Like most freshman centers, Bol struggled with operating as the focal point of the offense and making smart decisions with the ball in his hands. Averaging just 1.0 assists compared to 2.0 turnovers during his nine college games, it wouldn’t surprise me if Bol needed some time to simplify his game and see the entire court before trying to expand upon his creation for others.

2019-20 outlook

Among freshman to play at least 250 minutes and post a 12% block rate, Bol was 5th in Box Plus-Minus behind only Anthony Davis, Jaren Jackson Jr., Nerlens Noel, and Gorgui Dieng historically. The talent is there for Bol to make a unique impact in today’s NBA, and I’d expect the Nuggets to give him every opportunity to prove his worth...
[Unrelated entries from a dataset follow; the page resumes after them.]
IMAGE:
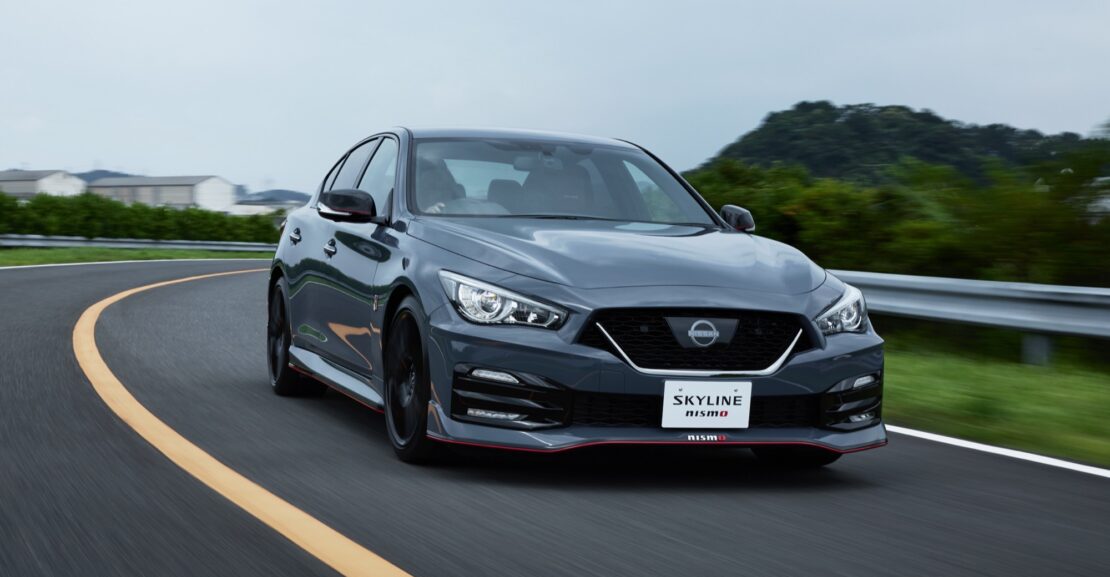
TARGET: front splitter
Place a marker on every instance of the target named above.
(565, 438)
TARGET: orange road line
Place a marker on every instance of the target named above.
(320, 540)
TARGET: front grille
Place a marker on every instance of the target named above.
(604, 410)
(645, 336)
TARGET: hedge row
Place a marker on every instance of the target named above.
(90, 215)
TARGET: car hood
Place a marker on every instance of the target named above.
(603, 254)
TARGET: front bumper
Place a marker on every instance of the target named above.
(577, 371)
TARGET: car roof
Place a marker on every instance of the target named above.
(513, 134)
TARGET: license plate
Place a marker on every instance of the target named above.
(706, 404)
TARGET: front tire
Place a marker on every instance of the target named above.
(284, 381)
(795, 456)
(407, 384)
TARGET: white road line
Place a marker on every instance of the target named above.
(125, 262)
(1003, 452)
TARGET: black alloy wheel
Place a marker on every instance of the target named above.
(407, 386)
(283, 380)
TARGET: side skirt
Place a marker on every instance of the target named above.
(318, 367)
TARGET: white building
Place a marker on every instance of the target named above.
(211, 193)
(27, 183)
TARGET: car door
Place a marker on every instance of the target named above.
(304, 234)
(312, 283)
(360, 249)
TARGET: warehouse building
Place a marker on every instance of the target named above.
(27, 183)
(211, 193)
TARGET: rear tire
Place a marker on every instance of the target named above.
(407, 384)
(795, 456)
(284, 381)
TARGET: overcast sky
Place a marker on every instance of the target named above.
(269, 97)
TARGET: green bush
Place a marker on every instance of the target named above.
(1029, 223)
(90, 215)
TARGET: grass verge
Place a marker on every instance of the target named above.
(1058, 411)
(21, 256)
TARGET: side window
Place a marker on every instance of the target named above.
(349, 174)
(331, 175)
(381, 174)
(659, 205)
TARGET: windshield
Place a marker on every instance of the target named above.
(525, 179)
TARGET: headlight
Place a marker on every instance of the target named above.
(487, 304)
(846, 315)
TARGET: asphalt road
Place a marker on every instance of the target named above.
(82, 494)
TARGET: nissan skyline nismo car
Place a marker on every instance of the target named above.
(544, 292)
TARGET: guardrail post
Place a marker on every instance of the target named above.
(1036, 348)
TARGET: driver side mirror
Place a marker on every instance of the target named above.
(347, 205)
(737, 218)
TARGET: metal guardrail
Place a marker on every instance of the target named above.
(1037, 310)
(40, 241)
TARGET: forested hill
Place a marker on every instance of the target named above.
(860, 142)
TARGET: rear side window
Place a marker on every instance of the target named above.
(352, 168)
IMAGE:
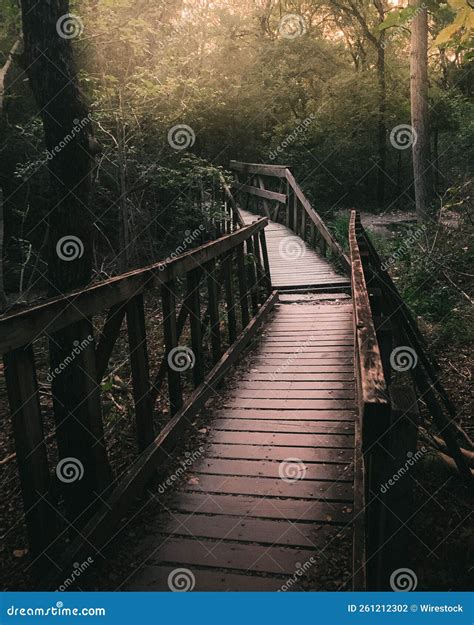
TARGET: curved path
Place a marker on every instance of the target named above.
(271, 497)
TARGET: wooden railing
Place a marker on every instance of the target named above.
(388, 398)
(286, 204)
(232, 273)
(371, 427)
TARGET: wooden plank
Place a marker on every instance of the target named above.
(306, 394)
(316, 219)
(298, 415)
(230, 297)
(101, 526)
(256, 168)
(214, 320)
(257, 507)
(194, 305)
(108, 337)
(156, 578)
(268, 195)
(292, 404)
(268, 452)
(283, 426)
(336, 441)
(140, 371)
(267, 487)
(246, 530)
(243, 290)
(168, 299)
(252, 384)
(22, 327)
(259, 468)
(31, 455)
(282, 560)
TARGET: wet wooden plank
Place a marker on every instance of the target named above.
(288, 427)
(275, 452)
(289, 440)
(160, 578)
(292, 404)
(267, 487)
(235, 556)
(334, 512)
(247, 530)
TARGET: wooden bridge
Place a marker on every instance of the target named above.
(286, 492)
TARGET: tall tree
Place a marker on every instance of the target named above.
(422, 170)
(48, 31)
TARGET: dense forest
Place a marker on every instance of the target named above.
(119, 118)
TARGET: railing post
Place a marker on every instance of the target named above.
(230, 299)
(214, 321)
(171, 342)
(194, 307)
(31, 456)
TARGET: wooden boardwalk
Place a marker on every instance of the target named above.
(274, 488)
(293, 263)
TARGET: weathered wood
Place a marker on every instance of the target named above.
(266, 263)
(243, 290)
(140, 371)
(194, 307)
(263, 193)
(230, 297)
(168, 298)
(101, 526)
(32, 459)
(316, 219)
(22, 327)
(214, 320)
(253, 168)
(108, 338)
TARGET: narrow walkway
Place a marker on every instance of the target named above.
(293, 263)
(274, 488)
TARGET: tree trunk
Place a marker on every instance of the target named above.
(422, 172)
(48, 60)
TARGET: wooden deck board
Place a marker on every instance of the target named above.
(232, 517)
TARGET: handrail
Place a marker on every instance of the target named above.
(369, 373)
(21, 327)
(294, 220)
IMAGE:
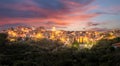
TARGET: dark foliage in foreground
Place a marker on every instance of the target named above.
(47, 54)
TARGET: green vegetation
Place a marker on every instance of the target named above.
(53, 53)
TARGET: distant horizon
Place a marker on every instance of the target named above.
(71, 15)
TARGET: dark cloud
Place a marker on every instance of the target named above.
(52, 5)
(91, 24)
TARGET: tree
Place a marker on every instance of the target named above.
(3, 38)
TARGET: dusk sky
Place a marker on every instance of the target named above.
(63, 14)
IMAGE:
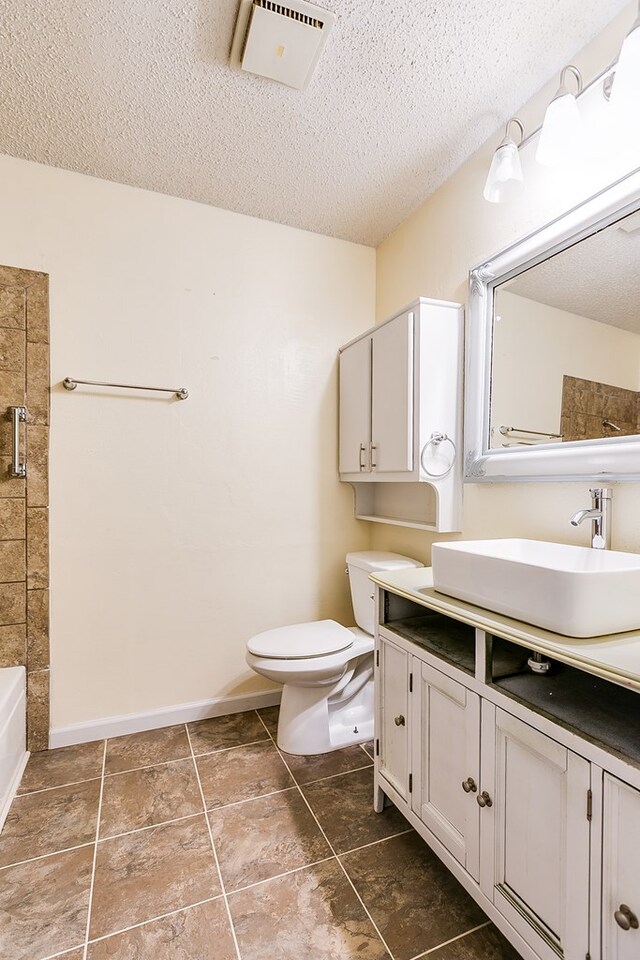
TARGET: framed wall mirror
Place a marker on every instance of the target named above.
(553, 349)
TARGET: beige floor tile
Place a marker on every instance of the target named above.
(485, 944)
(219, 733)
(199, 933)
(307, 915)
(242, 773)
(416, 903)
(149, 796)
(56, 768)
(344, 807)
(43, 905)
(264, 837)
(146, 874)
(307, 769)
(53, 820)
(147, 749)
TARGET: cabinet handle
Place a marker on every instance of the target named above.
(626, 918)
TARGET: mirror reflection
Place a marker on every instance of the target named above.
(566, 344)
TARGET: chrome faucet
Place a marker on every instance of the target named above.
(600, 515)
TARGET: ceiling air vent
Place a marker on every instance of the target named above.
(280, 41)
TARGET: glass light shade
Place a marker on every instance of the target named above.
(562, 131)
(505, 179)
(625, 92)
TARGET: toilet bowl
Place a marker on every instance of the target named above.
(326, 669)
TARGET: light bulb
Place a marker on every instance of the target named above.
(562, 132)
(505, 179)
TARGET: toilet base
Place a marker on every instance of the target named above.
(311, 722)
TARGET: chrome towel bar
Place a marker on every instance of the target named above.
(70, 383)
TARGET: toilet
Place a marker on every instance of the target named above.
(327, 669)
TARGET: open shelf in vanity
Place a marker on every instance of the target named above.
(527, 786)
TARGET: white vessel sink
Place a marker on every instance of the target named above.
(575, 591)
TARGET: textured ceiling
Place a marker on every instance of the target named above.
(141, 92)
(598, 278)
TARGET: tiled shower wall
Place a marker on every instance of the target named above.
(24, 505)
(586, 403)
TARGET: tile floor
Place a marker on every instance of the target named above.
(205, 842)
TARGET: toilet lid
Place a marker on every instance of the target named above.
(300, 640)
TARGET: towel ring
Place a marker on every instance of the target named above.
(436, 439)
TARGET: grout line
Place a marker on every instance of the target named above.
(162, 916)
(57, 786)
(43, 856)
(373, 843)
(332, 776)
(446, 943)
(95, 855)
(278, 876)
(330, 845)
(213, 848)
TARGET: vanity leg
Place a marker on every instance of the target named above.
(378, 797)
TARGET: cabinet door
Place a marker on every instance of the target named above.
(392, 407)
(621, 871)
(535, 835)
(392, 731)
(355, 407)
(446, 754)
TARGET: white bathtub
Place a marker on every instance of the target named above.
(13, 730)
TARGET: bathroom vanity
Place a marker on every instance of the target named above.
(526, 785)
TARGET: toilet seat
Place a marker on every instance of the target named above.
(301, 641)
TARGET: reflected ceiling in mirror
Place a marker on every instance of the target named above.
(565, 363)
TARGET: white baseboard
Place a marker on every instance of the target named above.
(107, 727)
(13, 788)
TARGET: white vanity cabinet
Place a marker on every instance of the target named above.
(400, 383)
(621, 871)
(530, 803)
(446, 762)
(535, 835)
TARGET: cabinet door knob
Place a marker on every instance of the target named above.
(626, 918)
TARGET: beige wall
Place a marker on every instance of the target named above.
(431, 253)
(178, 529)
(535, 345)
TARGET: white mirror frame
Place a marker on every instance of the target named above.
(606, 459)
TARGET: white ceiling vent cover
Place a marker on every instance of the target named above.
(280, 41)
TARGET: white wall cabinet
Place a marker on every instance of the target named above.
(401, 383)
(524, 812)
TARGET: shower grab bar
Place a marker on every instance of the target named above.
(18, 468)
(505, 431)
(70, 383)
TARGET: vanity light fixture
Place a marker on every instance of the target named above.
(561, 134)
(625, 89)
(505, 179)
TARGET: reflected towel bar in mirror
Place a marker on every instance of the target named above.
(507, 431)
(70, 383)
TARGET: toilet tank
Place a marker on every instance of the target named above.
(360, 565)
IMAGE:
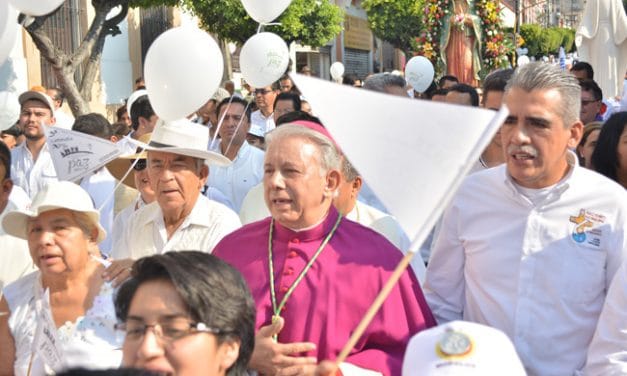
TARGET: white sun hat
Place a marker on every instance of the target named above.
(183, 137)
(461, 348)
(56, 195)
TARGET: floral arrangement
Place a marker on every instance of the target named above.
(495, 45)
(428, 43)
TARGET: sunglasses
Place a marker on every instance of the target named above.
(140, 165)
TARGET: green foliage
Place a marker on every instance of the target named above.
(311, 22)
(541, 41)
(151, 3)
(532, 35)
(395, 21)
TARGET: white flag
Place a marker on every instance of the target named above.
(412, 153)
(75, 154)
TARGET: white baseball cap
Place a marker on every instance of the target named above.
(461, 348)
But not this season. For now, Bol is a project. A player who could just as easily play 50% of his team’s games before falling out of the NBA due to health concerns. He could be the player comparable to those above him, a dynamic shot blocker and defensive presence with the offensive skills to be a two-way star. Denver must let him develop into that player though, get his body right, rather than hurry him back too soon.

In addition, the Nuggets currently have Nikola Jokic and Mason Plumlee ahead of him in the center rotation. Jokic is a superstar, entrenched as the Nuggets’ franchise player for seasons to come, and Plumlee has another year on his contract as one of the better backup centers in the NBA. Bol wouldn’t be good enough this season anyway to justify displacing Plumlee as the backup center, and he’s certainly not healthy enough to count on for 82 games.

But the Nuggets clearly have a type. They have selected dynamic talents that fell lower than anticipated due to health concerns. The Nuggets have confidence in their medical staff to help rehabilitate these kinds of players, and from the sound of it, that process has worked with Beasley, Porter, and Vanderbilt going forward.

The 44th overall pick is the time to take a chance, and the Nuggets love to swing for the fences. Bol Bol could be an absolute home run.